There are reports that Talwar was handed a hefty sum every month by a key airline operator to identify officials and media persons who could be compromised and help its cause.
Talwar’s arrest is likely to unnerve officials and politicians who have been on either side of the political divide because of the uncertainty over what he might reveal. A well-networked man, he started his lobbying career with Coca-Cola and was said to have been close to Ranjan Bhattacharya, the controversial foster son-in-law of former Prime Minister Atal Bihari Vajpayee.
His stars grew bright following his association with the then Minister for Civil Aviation. In fact, during those days he was known as the pointman of this Minister.
The journalists and bureaucrats on his payroll helped him to stay ahead of developments. In fact, for a long time after the lid blew off on his operations, there was little noise over his escape and that he was in hiding in Dubai — which is being attributed to the pay-offs to people in positions of influence.
The deals over an increase in seats to the private domestic and foreign airlines were struck during meetings in Dubai, Sharjah, and Qatar. The discussions with Indian and UAE officials were held for Dubai, Sharjah, Abu Dhabi and Ras-al-Khaima after which there was an increase in the number of seats for the contracting countries.

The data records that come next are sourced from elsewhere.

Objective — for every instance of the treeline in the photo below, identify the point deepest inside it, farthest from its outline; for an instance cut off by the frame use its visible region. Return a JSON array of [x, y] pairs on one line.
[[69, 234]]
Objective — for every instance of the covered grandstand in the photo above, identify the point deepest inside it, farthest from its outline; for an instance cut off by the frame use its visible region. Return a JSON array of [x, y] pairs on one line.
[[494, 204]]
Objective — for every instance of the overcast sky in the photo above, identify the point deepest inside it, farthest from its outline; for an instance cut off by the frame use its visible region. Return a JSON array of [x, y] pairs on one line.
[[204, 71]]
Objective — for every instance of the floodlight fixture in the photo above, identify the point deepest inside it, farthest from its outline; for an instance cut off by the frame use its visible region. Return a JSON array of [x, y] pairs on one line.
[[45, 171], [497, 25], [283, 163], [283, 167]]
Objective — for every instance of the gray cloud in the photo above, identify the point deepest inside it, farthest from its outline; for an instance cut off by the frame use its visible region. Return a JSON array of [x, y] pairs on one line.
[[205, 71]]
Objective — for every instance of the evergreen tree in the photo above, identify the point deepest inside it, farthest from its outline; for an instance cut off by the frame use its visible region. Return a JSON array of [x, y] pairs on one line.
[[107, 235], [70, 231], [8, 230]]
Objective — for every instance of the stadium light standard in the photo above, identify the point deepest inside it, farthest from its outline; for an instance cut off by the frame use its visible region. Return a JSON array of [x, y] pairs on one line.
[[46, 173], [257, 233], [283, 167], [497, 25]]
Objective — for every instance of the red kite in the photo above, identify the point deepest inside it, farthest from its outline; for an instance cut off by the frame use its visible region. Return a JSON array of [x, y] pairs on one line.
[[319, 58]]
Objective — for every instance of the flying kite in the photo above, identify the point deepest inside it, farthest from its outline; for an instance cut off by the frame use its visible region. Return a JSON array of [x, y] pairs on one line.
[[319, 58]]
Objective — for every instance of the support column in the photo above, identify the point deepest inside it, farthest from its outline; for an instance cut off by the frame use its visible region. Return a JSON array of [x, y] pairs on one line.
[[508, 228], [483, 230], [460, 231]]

There is an alleged correlation between the networking at the highest level of the power structure and a money trail that investigating agencies claim can be traced back to Talwar once he starts coming out with details during his interrogation.
There have allegedly been pay-offs to bureaucrats and media persons and at the root of this are Talwar’s consultancy DTA, an NGO called Advantage India and public relations firm PR.
The ED says that between June and November, 2008, Talwar received $45 million in his Bank of Singapore account, and then another $15 million from Qatar and Air Arabia.
Talwar is described by the agency as a middleman in the negotiations that helped private airlines get lucrative routes that Air India operated on. The result was massive losses to the national carrier. The pay-offs and inducements to those who colluded in the scam that killed Air India is believed to have continued till the latter half of 2017.
The airline has accumulated losses of over Rs 55,000 crore. The government evidently believes it is a lost cause as it allocated a mere Rs 1,00,000 to it as extra budgetary support on Friday triggering rumours that it might finally be privatised.
Talwar’s interrogation could well reveal the names of those who took down the national carrier while their pockets were being lined.
The ED told the court: “It has been alleged that officials of Ministry of Civil Aviation, NACIL, Air India, by abusing their official positions as public servants and receiving illegal gratification, in conspiracy with other public servants, private domestic and foreign airlines, made the national carrier give up profit-making routes and profit-making timings of Air India in favour of national and international domestic and foreign private airlines.”